In today’s world, because we experience so many competing demands on our time and new opportunities for spending it, we must continually triage our possible engagements. Since our spiritual work does not obviously and unequivocally contribute to our material well-being, we tend to let it slide, allowing other musts and wants to take precedence over our time for meditation and prayer. Even if we were to live a hundred years, our life would be all-too-brief compared to our possibilities. How can we manage this precious, limited resource of time to give our inner work its due?

First and foremost we examine our priorities. Do I spend my time in ways that matter? Does my lifestyle support and express my inner work? Do I allow the spiritual attraction of the sacred to shape my commitments and drives?

We might seek to understand how much time we really need for meditation and prayer. How much is useful at our current stage of inner evolution? Toward that, we can experiment with longer and shorter periods of formal practice and see how they affect our level of presence during the day.

Once we have a clearer picture of what would be useful, we can look to adjust our life accordingly. Perhaps we need to go to sleep earlier so as to have more time for morning meditation and prayer. Maybe we take a half hour out of our evening to practice, or extra time on the weekends, or a brief meditation in the midst of our busy day.
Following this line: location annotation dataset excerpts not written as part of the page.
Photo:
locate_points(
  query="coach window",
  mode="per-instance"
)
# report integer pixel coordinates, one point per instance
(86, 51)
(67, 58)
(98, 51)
But a whole other realm of time also awaits us. By distinguishing between inner and outer time, we can more than double our time. The quality of our presence determines the quality of our time. To the extent we live in presence, we add a vivid inner experience to our outer experience, vastly enhancing the value and perceived length of any interval of time. With presence we live in two parallel times: one belonging to our body and the outer world, and another belonging to our inner life.

Some of our outer activities require our full inner resources, while many others do not. But as our attention grows wide and deep, and as our practice fills our reservoir of energies, more of life falls into the latter category, leaving us free to discover an inner space-time that parallels the outer. We then live two lives: an inner life and an outer, each enriching the other. Further along the way, these two merge back together in the fullness of a unified spirit.

Within that spirit, our practice touches what is beyond time altogether. A brief moment lived in depth can hold as much life as an entire day lived on the surface. As we enter deeply into the present moment, time disappears as our “now” becomes timeless, eternal. The events of life pass through our contextual consciousness, which fashions them into a seamless whole. By way of that timeless dimension, the sacred enters, offering substance and meaning to all our moments.

For this week, see if you need more outer time for your inner work. If so, look at how to find it. See, also, how the work of presence creates more life and more time.